Control chart rules for influenza HI titre data
hicontrol implements eight statistical process control rules adapted for
repeated influenza haemagglutination inhibition (HI) titre measurements. It
is designed for laboratory quality control of reference serum panels in
large-scale surveillance programmes.
Two properties of HI titres make standard SPC software awkward to apply:
- Interval censoring. Titres are reported on a doubling-dilution scale (10, 20, 40, 80, 160, …), so each reading is known only to the nearest log2 unit. The package works in log2 units throughout.
- Left censoring. Readings below the detection limit are reported as
"<10","<20", etc. These are converted to half the detection limit before log-transformation.
# From CRAN (once released):
install.packages("hicontrol")
# Development version from GitHub:
# install.packages("pak")
pak::pak("drserajames/hicontrol")library(hicontrol)
# Convert raw HI titre strings to log2 scale
raw <- c("80", "160", "40", "80", "<10", "160")
suppressWarnings(log_num(raw))
#> [1] 3 4 2 3 -1 4
# Simulate a reference serum time series with an abrupt step change at run 11
centre <- 3 # target log2 titre (= titre 80)
threshold <- 1 # 1 SD unit on log2 scale
dat_ooc <- c(3, 4, 2, 3, 4, 3, 2, 4, 3, 3, 7, 7, 6, 7, 7, 6, 7, 7, 6, 7)
# Apply all eight rules in one call
res <- hi_rules(dat_ooc, centre, threshold)
# False-positive rate per rule (0 = no violation)
res[[2]]
#> [1] 0.10 0.00 0.50 0.50 0.00 0.00 0.00 0.05
# Visualise
n_length <- c(1, 3, 8, 9, 25, 10, 4, 2)
plot_nelson(dat_ooc, res[[1]], centre, threshold, n_length)| Rule | Description | Signals |
|---|---|---|
| 1 | 1 point >= 3 SD from centre | Extreme outlier; transcription or pipetting error |
| 2 | 2 of 3 consecutive points >= 2 SD from centre | Incipient shift or persistent mild outlier |
| 3 | 8 consecutive points on the same side of centre | Sustained systematic bias |
| 4 | 9 consecutive points >= 1 SD (either side) | Systematic bias including zone-boundary values |
| 5 | 25 consecutive identical values | Frozen assay; discretisation artefact |
| 6 | 10 consecutive alternating up-down points | Over-correction between runs |
| 7 | 4 consecutive points in a monotone trend | Progressive drift (reagent degradation) |
| 8 | Single-step difference >= 3 log2 units | Abrupt process change between consecutive runs |
Rules 1-4 and 8 are adapted from Westgard rules; rules 5-7 are from Nelson (1984).
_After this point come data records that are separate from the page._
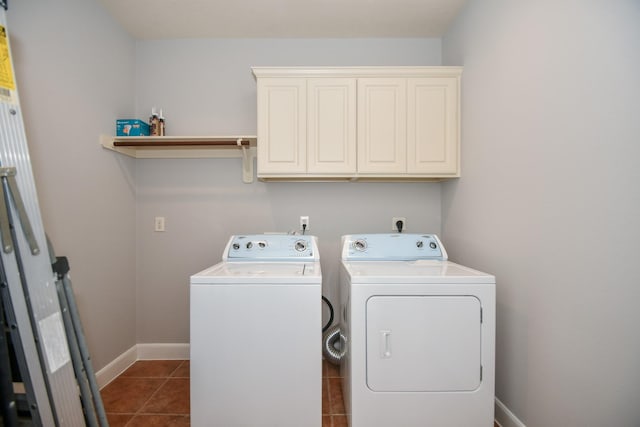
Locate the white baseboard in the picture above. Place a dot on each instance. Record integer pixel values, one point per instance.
(140, 352)
(107, 374)
(163, 351)
(506, 418)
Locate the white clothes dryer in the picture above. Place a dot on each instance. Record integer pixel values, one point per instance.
(419, 333)
(256, 335)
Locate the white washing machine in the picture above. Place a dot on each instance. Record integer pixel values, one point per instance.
(419, 332)
(256, 335)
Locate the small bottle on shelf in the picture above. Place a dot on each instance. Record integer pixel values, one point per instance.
(161, 126)
(154, 128)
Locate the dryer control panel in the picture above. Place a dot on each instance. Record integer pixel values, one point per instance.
(271, 247)
(392, 247)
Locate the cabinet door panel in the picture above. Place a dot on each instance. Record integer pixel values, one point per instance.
(382, 125)
(281, 125)
(432, 126)
(331, 142)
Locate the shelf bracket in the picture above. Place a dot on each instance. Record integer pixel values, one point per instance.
(247, 163)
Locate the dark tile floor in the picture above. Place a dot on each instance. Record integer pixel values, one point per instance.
(149, 393)
(156, 393)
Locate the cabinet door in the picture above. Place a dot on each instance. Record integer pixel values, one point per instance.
(331, 125)
(382, 141)
(282, 125)
(432, 126)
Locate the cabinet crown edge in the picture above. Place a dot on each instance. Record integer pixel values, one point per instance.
(369, 71)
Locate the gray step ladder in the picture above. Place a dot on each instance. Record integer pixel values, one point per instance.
(35, 327)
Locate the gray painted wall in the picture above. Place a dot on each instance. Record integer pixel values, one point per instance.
(205, 87)
(75, 70)
(549, 201)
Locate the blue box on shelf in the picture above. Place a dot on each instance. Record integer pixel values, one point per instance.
(131, 127)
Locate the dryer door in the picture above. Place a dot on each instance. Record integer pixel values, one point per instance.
(423, 343)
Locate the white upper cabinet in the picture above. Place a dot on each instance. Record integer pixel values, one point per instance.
(382, 129)
(282, 126)
(358, 123)
(331, 126)
(433, 126)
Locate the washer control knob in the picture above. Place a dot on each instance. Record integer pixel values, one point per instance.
(301, 245)
(360, 245)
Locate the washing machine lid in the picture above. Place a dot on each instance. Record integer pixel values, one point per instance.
(260, 273)
(419, 271)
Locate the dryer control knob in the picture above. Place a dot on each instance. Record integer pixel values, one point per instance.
(360, 245)
(301, 245)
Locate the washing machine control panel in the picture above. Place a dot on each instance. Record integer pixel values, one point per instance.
(391, 247)
(271, 247)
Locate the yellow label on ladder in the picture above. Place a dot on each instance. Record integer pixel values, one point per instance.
(7, 82)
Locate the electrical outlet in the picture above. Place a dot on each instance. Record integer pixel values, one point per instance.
(394, 223)
(159, 223)
(304, 223)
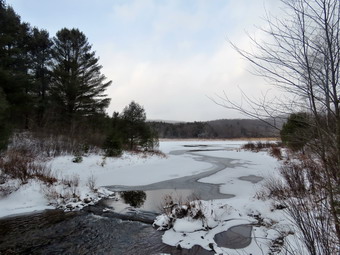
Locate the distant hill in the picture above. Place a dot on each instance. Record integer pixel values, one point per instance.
(225, 128)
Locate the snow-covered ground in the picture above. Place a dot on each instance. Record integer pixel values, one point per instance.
(136, 169)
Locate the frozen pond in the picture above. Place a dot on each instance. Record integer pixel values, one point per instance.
(123, 227)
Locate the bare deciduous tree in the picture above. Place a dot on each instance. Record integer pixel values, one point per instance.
(301, 56)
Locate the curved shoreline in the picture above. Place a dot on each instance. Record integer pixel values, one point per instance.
(207, 191)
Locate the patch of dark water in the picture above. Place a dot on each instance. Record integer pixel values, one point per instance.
(57, 232)
(236, 237)
(251, 178)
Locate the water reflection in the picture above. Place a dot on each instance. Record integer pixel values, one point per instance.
(135, 198)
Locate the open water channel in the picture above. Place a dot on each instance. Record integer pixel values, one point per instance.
(125, 229)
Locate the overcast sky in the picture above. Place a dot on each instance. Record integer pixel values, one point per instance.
(168, 55)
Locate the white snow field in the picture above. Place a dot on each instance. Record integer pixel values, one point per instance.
(136, 169)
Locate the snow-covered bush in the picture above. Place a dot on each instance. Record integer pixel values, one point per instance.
(190, 216)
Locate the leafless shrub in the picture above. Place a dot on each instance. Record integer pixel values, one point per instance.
(275, 152)
(258, 146)
(176, 207)
(23, 164)
(306, 200)
(72, 184)
(91, 183)
(50, 145)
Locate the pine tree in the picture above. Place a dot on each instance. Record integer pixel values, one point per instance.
(14, 61)
(40, 50)
(78, 87)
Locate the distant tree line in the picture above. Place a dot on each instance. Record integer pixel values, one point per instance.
(226, 128)
(55, 86)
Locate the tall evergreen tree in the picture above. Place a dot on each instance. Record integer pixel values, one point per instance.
(40, 50)
(14, 62)
(78, 86)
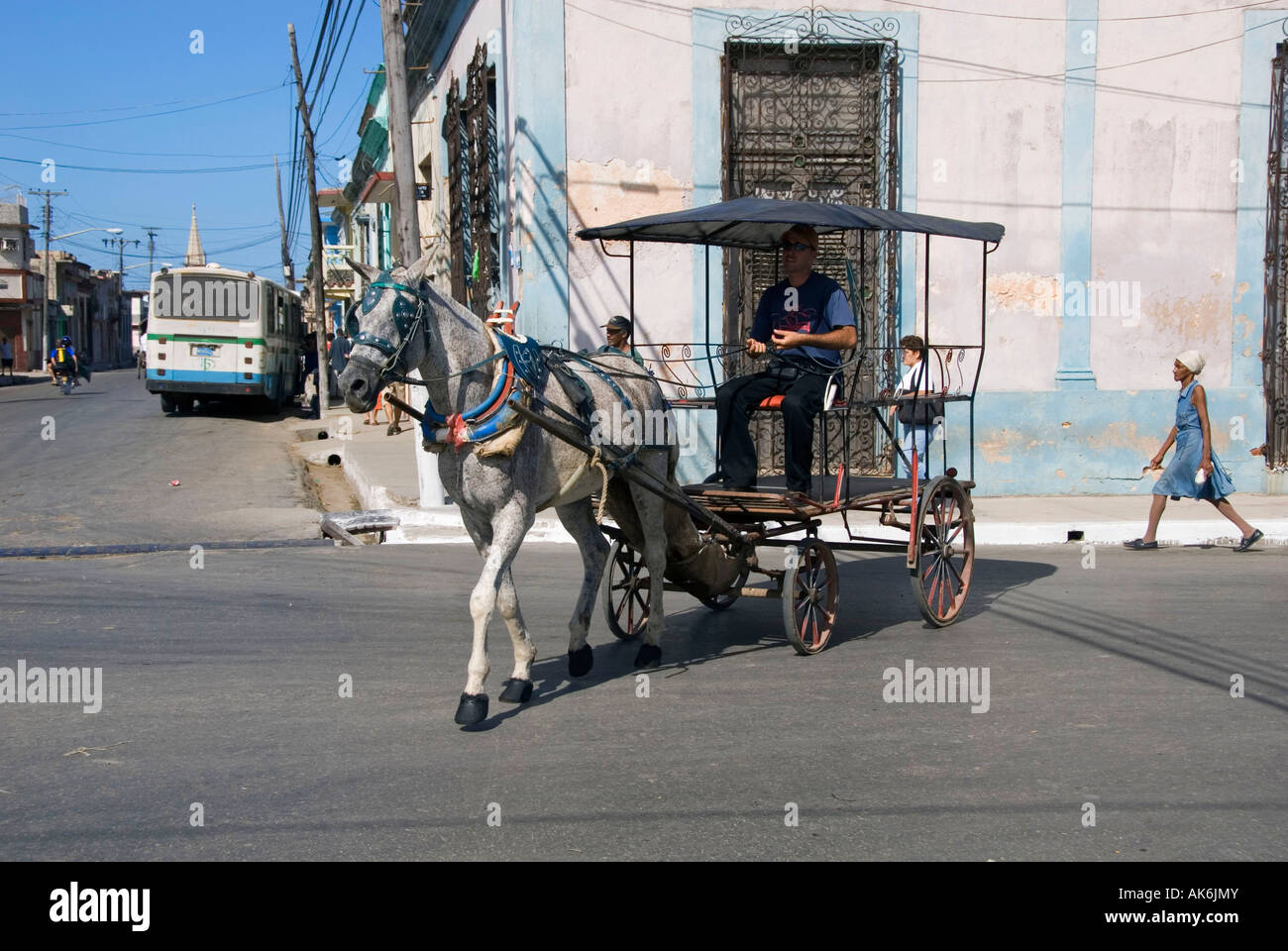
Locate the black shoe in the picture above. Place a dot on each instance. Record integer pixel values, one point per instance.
(1249, 541)
(1140, 545)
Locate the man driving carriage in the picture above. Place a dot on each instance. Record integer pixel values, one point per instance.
(807, 321)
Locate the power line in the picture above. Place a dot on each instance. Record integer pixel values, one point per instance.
(339, 71)
(1065, 20)
(146, 115)
(145, 171)
(317, 47)
(151, 155)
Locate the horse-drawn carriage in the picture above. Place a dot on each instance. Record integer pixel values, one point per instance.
(936, 517)
(528, 412)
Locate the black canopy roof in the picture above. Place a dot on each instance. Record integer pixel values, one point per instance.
(760, 223)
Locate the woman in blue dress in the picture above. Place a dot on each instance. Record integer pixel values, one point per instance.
(1194, 455)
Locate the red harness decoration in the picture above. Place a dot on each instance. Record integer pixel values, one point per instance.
(456, 431)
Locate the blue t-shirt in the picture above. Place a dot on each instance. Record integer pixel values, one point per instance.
(815, 307)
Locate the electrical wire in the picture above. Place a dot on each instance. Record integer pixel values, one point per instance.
(146, 115)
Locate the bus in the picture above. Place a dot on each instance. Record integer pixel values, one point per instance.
(214, 333)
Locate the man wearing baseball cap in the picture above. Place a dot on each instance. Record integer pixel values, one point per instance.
(809, 321)
(618, 331)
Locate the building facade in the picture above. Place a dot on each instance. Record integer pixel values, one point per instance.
(21, 287)
(1126, 155)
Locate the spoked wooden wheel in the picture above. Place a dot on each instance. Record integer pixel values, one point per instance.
(945, 525)
(810, 589)
(626, 591)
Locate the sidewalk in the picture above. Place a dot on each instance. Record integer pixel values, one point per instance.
(381, 471)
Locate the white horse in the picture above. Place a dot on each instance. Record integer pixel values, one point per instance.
(404, 322)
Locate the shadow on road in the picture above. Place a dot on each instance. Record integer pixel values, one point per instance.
(876, 594)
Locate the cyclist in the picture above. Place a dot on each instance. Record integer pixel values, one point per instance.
(63, 361)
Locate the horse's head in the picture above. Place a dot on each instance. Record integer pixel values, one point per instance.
(386, 328)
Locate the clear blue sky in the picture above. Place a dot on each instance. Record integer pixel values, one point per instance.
(77, 62)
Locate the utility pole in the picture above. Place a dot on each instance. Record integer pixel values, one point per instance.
(44, 312)
(316, 228)
(151, 232)
(287, 270)
(407, 223)
(120, 245)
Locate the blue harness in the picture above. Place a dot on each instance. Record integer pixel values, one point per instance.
(519, 360)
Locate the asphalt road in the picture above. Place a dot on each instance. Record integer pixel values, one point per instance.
(1108, 686)
(104, 476)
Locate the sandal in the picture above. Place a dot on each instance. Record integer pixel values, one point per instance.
(1249, 541)
(1140, 545)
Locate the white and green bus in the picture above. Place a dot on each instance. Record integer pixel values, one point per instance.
(215, 333)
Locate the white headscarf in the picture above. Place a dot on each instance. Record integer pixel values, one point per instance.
(1193, 361)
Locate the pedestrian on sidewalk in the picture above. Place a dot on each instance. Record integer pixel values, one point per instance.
(1196, 472)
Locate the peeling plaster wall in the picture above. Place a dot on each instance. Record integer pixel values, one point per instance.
(1167, 144)
(990, 150)
(630, 136)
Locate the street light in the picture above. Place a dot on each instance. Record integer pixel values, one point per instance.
(44, 311)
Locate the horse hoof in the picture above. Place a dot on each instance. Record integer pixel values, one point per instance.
(580, 661)
(472, 709)
(516, 690)
(649, 656)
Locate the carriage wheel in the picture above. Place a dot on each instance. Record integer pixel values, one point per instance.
(626, 591)
(945, 525)
(810, 589)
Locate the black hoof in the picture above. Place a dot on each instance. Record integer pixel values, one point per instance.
(580, 661)
(516, 690)
(649, 656)
(472, 709)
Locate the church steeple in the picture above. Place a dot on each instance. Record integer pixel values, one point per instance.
(196, 258)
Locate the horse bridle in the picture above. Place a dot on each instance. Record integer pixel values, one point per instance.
(407, 325)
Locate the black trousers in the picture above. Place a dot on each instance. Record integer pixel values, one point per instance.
(803, 398)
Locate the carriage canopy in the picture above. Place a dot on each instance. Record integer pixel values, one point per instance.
(759, 223)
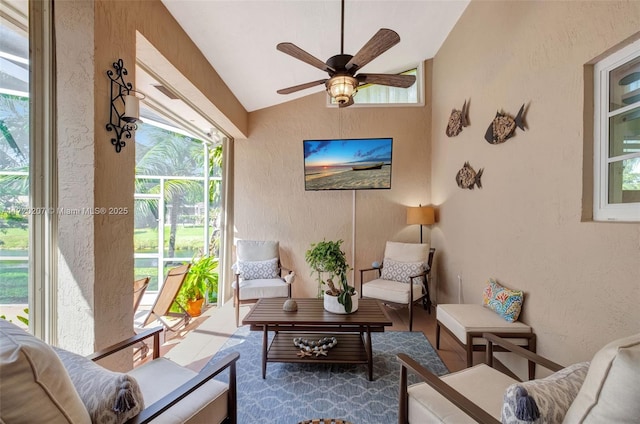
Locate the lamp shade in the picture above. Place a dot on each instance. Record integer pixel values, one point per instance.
(423, 215)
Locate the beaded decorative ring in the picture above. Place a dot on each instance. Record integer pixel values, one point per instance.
(325, 343)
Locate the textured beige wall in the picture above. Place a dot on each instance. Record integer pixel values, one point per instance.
(75, 128)
(270, 200)
(582, 279)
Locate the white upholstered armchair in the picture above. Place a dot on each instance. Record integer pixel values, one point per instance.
(44, 384)
(258, 273)
(402, 277)
(604, 390)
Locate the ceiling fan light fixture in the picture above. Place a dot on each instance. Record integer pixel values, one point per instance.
(342, 88)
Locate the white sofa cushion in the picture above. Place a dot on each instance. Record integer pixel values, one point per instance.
(391, 291)
(258, 289)
(158, 378)
(481, 384)
(35, 387)
(611, 390)
(110, 397)
(552, 396)
(463, 318)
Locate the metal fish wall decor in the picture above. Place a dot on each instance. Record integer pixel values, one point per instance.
(458, 120)
(503, 127)
(467, 177)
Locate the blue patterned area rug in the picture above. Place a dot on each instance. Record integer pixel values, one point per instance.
(296, 392)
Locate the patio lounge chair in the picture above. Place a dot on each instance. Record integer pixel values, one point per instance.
(166, 297)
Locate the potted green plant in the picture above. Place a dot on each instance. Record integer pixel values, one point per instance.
(328, 257)
(201, 279)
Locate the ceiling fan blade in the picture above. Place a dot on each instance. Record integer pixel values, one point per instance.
(402, 81)
(295, 51)
(301, 87)
(382, 41)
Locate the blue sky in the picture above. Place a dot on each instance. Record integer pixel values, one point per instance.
(337, 152)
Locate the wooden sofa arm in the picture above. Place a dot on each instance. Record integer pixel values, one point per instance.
(510, 347)
(207, 373)
(455, 397)
(452, 395)
(153, 332)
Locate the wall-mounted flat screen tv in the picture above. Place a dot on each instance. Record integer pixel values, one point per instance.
(347, 164)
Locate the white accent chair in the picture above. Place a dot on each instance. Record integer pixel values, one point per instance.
(606, 390)
(44, 384)
(403, 263)
(259, 273)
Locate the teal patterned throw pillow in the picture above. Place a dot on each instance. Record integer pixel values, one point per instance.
(258, 270)
(400, 271)
(503, 301)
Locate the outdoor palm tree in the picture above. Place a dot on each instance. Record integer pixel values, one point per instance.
(177, 155)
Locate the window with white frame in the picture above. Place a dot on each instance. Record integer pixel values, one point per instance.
(617, 136)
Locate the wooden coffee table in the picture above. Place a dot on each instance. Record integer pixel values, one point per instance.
(311, 321)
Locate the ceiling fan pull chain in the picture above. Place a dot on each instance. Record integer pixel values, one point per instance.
(342, 30)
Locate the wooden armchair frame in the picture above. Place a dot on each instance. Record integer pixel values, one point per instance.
(236, 291)
(424, 281)
(452, 395)
(207, 373)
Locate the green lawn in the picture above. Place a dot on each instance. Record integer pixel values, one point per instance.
(14, 274)
(143, 238)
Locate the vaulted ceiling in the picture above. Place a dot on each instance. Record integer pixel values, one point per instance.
(239, 38)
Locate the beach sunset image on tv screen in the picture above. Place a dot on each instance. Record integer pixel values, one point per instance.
(347, 164)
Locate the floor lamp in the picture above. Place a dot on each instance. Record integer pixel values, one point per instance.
(423, 215)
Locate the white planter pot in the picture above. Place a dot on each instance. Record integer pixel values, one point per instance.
(331, 304)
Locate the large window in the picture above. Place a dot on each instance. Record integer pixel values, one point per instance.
(617, 136)
(14, 159)
(177, 199)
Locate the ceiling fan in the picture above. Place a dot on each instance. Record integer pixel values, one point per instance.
(343, 82)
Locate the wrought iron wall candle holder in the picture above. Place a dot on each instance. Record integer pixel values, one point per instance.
(124, 106)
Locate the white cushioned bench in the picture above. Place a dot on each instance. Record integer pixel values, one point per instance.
(467, 322)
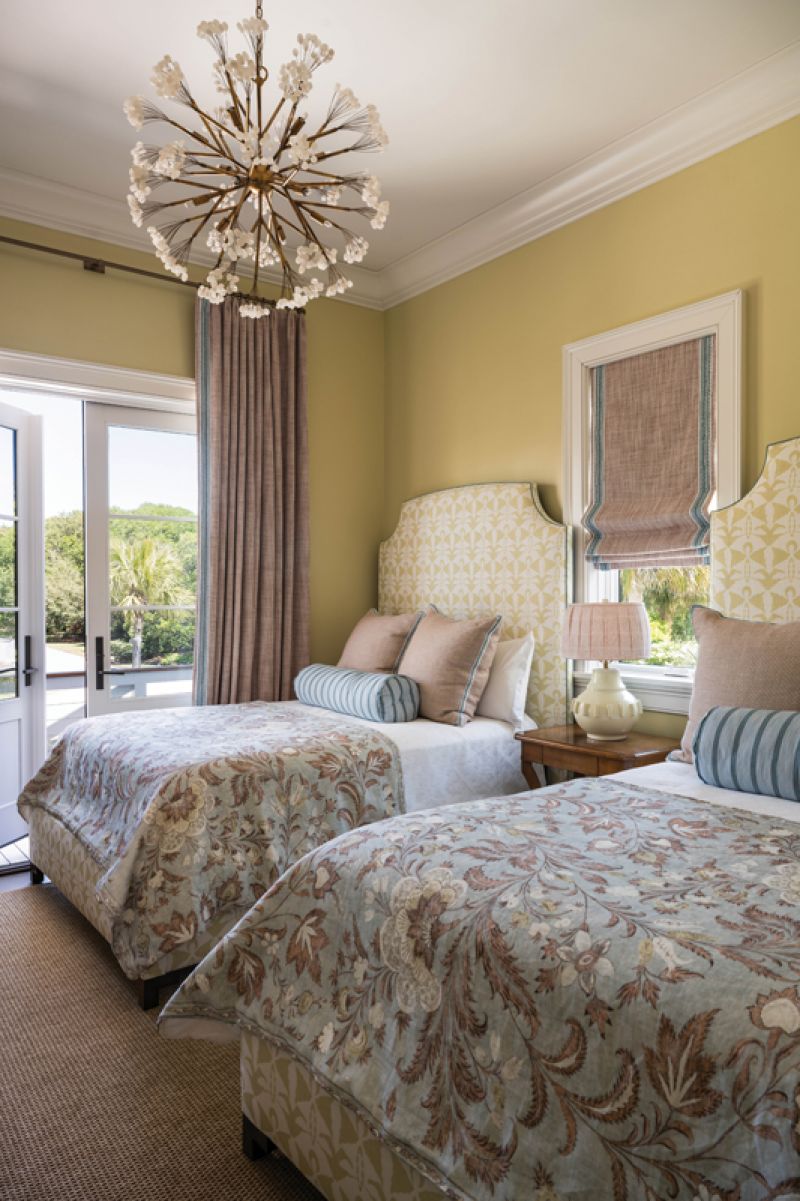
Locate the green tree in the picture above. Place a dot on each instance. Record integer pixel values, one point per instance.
(145, 572)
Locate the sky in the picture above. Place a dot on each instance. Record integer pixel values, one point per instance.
(144, 465)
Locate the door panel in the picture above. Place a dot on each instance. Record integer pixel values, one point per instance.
(22, 611)
(141, 557)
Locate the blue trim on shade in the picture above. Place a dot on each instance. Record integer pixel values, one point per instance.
(203, 500)
(374, 695)
(598, 460)
(750, 750)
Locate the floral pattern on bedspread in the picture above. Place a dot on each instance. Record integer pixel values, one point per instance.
(195, 812)
(585, 992)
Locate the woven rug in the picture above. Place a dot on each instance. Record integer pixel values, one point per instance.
(95, 1105)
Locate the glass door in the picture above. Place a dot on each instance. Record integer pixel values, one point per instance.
(22, 613)
(141, 557)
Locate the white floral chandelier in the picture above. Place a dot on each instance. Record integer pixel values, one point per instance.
(252, 175)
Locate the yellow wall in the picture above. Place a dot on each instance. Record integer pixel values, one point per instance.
(463, 383)
(53, 306)
(473, 366)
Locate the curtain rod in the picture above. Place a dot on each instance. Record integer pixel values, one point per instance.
(99, 264)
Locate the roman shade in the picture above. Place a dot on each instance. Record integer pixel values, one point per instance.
(652, 458)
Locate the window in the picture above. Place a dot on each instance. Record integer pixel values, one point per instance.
(667, 591)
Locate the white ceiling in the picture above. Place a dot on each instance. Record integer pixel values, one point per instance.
(482, 101)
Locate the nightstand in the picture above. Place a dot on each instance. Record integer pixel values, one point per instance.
(568, 748)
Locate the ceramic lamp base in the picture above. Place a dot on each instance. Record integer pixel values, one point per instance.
(606, 710)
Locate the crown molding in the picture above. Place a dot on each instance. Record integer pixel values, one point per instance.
(748, 103)
(54, 205)
(739, 108)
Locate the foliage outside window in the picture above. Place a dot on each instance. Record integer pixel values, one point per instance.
(668, 593)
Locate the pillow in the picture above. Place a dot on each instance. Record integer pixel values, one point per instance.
(506, 692)
(751, 751)
(378, 640)
(451, 661)
(371, 694)
(741, 663)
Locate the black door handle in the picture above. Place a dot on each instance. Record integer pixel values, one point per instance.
(101, 670)
(28, 670)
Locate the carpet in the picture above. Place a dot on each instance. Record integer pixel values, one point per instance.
(94, 1105)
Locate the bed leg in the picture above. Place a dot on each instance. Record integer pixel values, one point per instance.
(147, 992)
(254, 1143)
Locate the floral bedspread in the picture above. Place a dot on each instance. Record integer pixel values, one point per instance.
(585, 992)
(191, 813)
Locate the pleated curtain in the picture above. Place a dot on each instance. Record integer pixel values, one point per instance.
(652, 458)
(252, 601)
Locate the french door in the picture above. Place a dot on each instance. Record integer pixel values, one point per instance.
(22, 613)
(141, 557)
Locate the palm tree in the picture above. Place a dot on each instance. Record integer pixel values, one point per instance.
(143, 573)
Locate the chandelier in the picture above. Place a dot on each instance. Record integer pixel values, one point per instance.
(249, 178)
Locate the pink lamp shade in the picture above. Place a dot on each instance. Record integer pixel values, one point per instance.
(606, 632)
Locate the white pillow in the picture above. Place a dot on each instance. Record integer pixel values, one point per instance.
(506, 692)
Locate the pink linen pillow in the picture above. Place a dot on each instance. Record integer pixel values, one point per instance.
(451, 661)
(741, 664)
(378, 640)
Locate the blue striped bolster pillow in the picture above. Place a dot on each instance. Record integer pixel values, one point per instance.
(371, 694)
(750, 751)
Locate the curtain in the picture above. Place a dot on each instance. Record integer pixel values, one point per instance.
(652, 458)
(252, 598)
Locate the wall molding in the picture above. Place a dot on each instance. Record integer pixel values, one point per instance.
(739, 108)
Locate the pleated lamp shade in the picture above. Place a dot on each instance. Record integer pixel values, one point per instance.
(606, 631)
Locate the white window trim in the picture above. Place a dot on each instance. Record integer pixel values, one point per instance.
(667, 689)
(96, 382)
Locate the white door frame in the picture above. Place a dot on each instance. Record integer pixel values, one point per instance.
(27, 710)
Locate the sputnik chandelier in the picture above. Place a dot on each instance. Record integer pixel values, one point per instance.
(260, 187)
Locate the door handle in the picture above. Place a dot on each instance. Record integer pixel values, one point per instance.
(101, 670)
(28, 670)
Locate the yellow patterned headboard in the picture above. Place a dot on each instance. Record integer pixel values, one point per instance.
(487, 549)
(756, 544)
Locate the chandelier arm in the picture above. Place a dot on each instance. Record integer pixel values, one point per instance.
(257, 254)
(264, 131)
(212, 125)
(195, 133)
(207, 217)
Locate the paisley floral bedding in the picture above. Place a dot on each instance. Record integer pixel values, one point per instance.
(586, 992)
(192, 813)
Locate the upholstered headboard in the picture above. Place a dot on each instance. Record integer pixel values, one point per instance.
(756, 543)
(487, 549)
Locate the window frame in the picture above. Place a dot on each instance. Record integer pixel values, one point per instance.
(663, 688)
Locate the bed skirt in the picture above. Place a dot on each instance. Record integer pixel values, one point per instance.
(330, 1145)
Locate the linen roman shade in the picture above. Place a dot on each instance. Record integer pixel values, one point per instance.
(652, 458)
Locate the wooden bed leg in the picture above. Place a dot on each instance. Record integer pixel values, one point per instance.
(147, 992)
(254, 1142)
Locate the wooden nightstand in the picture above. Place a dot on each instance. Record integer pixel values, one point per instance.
(568, 748)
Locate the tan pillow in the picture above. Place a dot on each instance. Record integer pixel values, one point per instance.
(378, 640)
(451, 661)
(747, 664)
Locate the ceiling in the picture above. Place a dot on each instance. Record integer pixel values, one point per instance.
(483, 102)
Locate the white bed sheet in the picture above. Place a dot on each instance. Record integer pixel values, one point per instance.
(682, 780)
(449, 764)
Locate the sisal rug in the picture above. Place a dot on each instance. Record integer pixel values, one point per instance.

| Function | Description |
|---|---|
log_num() |
Convert HI titre strings to log2 scale |
hi_rules() |
Apply all 8 rules; return raw results and false-positive rates |
hi_rules2() |
Apply all 8 rules; return raw results and flagged counts |
plot_nelson() |
Nelson-style control chart with coloured rule violations |
plot_hi() |
Same chart with a symmetric y-axis |
plot_hi2() |
Compact chart for multi-panel layouts (pink background on any violation) |
ref_panel_plot() |
Batch PDF of all antigen/serum pairs in a Racmacs map |
rule_xyz() |
x-of-y points beyond a zone threshold |
rule_trend() |
Monotone trend detection |
rule_noC() |
Run of points outside zone C (strict) |
rule_noCrelax() |
Run of points outside zone C (relaxed, includes boundary) |
rule_onlyC() |
Run of points confined to zone C |
rule_alt() |
Alternating (zig-zag) pattern detection |
rule_nodiff() |
Run of identical consecutive values |
rule_diff() |
Large single-step difference detection |
All individual rule functions are exported and can be used independently of
hi_rules().
The plot functions use a consistent colour scheme across all chart variants:
| Colour | Rule |
|---|---|
| Red | 1 — point >= 3 SD |
| Orange | 2 — 2 of 3 points >= 2 SD |
| Yellow | 3 — 8 points on one side |
| Tan | 4 — 9 points >= 1 SD (relaxed) |
| Sea green | 5 — 25 identical values |
| Purple | 6 — 10 alternating points |
| Blue | 7 — monotone trend |
| Magenta | 8 — large single step |
For datasets stored as Acmacs map objects (from the
Racmacs package),
ref_panel_plot() iterates over every antigen/serum pair with sufficient
repeat measurements, applies hi_rules2(), and writes a multi-panel PDF:
library(Racmacs)
map <- read.acmap("my_map.ace")
ref_panel_plot(map, name = "2024H3", min_n = 5,
file = "qc_reference_panel_2024H3.pdf")GPL-3. See LICENSE for details.